The 1-week staged interval for bilateral total knee arthroplasty (TKA) is favored for cost-efficiency, but the second knee operates on an incompletely recovered hematologic reserve. Whether high-dose perioperative intravenous iron without tranexamic acid (TXA) eliminates the inter-knee transfusion gap is unknown.

Methods

We retrospectively analyzed 210 consecutive patients undergoing 1-week staged bilateral primary TKA under a high-dose ferric carboxymaltose protocol (1,500 mg cumulative) without TXA; the transfusion trigger was hemoglobin ≤ 8.0 g/dL or symptomatic anemia. Three hypotheses were pre-specified: that the within-patient second-knee transfusion rate exceeds the first-knee rate; that the lowest tertile of inter-knee hemoglobin recovery has a higher second-knee rate; and that the immediate postoperative hemoglobin after the second operation discriminates second-knee transfusion.

Results

The second-knee transfusion rate was nearly twice the first-knee rate within the same patient (59.5% vs. 31.0%); inter-knee hemoglobin recovery did not predict second-knee transfusion. The immediate postoperative hemoglobin after the second operation discriminated transfusion (area under the curve 0.718), comparably to the preoperative value.

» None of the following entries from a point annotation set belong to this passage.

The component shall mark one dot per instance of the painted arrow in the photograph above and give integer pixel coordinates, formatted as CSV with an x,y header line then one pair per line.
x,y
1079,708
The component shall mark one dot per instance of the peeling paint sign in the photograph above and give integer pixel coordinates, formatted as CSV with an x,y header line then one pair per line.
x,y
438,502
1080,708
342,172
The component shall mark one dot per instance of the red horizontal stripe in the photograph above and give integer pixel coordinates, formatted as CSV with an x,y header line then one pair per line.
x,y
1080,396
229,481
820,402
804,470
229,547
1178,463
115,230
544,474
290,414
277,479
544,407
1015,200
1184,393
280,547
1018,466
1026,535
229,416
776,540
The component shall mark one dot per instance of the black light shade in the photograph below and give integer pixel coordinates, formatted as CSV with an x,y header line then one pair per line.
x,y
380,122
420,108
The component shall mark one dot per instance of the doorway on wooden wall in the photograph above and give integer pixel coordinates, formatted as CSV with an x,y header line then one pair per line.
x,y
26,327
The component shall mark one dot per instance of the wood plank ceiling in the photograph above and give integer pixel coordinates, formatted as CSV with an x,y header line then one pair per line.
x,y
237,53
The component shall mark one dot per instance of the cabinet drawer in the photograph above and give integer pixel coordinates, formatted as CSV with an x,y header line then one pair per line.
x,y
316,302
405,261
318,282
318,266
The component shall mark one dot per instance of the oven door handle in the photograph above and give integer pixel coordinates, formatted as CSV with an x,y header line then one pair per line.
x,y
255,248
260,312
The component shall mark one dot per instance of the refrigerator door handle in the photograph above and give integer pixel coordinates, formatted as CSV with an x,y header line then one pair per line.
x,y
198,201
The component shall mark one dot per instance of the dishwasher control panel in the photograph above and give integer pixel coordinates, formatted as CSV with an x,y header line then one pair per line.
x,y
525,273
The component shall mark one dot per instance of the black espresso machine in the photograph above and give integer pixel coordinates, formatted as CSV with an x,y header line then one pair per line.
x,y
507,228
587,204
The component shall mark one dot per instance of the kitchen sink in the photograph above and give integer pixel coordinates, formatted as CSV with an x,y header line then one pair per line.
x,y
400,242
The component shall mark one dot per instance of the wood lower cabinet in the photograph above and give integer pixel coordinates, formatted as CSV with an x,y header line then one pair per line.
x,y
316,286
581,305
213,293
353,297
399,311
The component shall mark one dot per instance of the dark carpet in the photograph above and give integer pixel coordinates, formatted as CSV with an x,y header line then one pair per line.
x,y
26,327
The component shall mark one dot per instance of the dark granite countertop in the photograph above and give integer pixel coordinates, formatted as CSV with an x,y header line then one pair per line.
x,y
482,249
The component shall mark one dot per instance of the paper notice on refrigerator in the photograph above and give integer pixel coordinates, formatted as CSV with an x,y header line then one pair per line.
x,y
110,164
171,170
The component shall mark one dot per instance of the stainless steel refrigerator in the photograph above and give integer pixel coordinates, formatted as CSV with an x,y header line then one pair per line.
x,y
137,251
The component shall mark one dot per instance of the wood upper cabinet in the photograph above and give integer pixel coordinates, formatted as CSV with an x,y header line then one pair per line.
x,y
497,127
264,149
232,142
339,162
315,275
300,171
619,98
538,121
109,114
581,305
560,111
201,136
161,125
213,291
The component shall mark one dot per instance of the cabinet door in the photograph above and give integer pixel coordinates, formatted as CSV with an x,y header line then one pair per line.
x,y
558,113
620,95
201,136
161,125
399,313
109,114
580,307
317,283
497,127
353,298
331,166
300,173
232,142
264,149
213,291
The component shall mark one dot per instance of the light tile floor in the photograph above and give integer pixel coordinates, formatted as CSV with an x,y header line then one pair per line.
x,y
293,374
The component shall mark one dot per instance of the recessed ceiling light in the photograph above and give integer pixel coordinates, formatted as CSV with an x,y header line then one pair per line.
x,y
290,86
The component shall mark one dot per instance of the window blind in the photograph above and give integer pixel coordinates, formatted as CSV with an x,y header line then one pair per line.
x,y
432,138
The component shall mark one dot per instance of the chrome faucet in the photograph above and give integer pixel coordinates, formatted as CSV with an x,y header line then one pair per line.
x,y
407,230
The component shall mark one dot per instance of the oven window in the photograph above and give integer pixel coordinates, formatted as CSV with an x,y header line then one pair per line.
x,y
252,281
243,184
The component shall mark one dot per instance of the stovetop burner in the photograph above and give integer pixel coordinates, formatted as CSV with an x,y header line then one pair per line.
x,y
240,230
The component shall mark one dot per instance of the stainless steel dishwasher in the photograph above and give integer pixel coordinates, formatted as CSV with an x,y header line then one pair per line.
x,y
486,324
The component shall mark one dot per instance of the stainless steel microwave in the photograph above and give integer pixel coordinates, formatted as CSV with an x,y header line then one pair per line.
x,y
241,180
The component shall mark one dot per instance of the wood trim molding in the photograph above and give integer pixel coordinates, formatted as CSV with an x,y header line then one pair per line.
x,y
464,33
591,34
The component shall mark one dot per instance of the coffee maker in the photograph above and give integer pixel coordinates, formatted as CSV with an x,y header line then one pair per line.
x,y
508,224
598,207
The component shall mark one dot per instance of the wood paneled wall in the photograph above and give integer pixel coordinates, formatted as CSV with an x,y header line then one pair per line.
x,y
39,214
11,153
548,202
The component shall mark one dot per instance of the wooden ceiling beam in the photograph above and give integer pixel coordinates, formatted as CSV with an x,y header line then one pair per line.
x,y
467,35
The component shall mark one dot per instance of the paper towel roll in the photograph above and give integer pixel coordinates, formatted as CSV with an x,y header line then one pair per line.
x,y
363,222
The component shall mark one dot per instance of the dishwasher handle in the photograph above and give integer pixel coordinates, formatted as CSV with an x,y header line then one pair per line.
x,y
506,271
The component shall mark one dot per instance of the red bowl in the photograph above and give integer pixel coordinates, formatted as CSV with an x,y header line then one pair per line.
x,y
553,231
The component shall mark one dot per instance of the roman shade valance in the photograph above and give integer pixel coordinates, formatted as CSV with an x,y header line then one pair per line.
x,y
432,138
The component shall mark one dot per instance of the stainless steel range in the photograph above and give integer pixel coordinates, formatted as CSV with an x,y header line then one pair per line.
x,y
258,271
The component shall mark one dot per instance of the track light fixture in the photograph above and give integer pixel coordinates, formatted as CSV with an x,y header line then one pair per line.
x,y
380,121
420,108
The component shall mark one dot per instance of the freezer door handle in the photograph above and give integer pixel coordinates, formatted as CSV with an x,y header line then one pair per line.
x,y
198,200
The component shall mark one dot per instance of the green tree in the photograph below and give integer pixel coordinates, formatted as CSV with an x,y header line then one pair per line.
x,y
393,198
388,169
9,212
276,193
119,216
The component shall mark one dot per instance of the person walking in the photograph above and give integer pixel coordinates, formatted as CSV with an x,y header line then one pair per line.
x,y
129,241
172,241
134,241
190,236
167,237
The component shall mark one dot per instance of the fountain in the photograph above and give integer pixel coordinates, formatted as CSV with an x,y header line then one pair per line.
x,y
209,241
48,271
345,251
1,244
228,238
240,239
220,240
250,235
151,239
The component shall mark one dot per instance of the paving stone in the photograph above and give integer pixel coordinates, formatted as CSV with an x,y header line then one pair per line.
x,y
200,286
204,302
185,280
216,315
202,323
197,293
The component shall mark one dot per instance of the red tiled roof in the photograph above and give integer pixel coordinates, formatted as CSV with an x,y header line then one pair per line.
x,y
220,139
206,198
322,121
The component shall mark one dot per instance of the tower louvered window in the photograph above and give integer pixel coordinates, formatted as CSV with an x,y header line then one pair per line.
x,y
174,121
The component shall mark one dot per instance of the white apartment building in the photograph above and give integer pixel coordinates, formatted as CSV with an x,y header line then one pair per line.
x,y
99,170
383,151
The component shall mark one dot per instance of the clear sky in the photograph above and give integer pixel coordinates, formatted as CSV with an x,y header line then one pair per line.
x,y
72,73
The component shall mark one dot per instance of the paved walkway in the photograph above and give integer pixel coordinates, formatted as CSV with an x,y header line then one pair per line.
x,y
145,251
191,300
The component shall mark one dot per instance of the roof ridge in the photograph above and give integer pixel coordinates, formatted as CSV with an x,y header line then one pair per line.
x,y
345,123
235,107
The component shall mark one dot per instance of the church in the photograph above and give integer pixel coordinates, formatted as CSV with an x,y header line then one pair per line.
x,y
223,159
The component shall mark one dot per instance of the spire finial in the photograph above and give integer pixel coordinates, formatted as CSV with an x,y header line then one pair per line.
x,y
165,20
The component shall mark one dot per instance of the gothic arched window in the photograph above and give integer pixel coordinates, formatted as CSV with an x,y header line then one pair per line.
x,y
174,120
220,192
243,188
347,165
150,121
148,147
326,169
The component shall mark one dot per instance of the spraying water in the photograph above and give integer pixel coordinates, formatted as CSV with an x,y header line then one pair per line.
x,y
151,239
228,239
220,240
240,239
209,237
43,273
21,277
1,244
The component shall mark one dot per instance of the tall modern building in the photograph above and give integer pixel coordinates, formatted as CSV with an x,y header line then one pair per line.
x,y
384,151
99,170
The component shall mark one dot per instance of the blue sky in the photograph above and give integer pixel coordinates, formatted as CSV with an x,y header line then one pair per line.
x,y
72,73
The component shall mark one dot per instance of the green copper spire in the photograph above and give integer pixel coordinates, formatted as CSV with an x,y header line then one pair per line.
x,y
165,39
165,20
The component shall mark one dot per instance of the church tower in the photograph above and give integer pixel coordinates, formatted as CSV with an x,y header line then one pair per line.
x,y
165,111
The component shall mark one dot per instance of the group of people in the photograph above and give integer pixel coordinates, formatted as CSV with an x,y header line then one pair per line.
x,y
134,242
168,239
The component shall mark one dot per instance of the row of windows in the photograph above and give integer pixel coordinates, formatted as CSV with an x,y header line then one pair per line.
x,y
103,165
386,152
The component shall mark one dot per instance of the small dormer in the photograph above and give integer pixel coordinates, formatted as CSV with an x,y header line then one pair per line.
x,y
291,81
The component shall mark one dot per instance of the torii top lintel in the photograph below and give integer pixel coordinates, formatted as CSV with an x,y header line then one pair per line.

The exploratory Youden-optimal cutoff of 8.8 g/dL had a prevalence-dependent positive predictive value and a sensitivity of only 0.62, missing 38% of transfused patients. Preoperative hemoglobin and body mass index were independently associated with second-knee transfusion, and no surgical site infection or thromboembolic complication occurred within 30 days.

Conclusions

High-dose intravenous iron did not eliminate the second-knee transfusion burden, and inter-knee hemoglobin recovery did not reliably identify high-risk patients. Preoperative hemoglobin was at least as discriminating and is the more practical screen; the 8.8 g/dL cutoff is exploratory — not a decision threshold for use outside this cohort — and requires external validation. Because no TXA was used, the absolute transfusion rates exceed contemporary TXA-based practice and are not directly generalizable; adding TXA is the priority next step.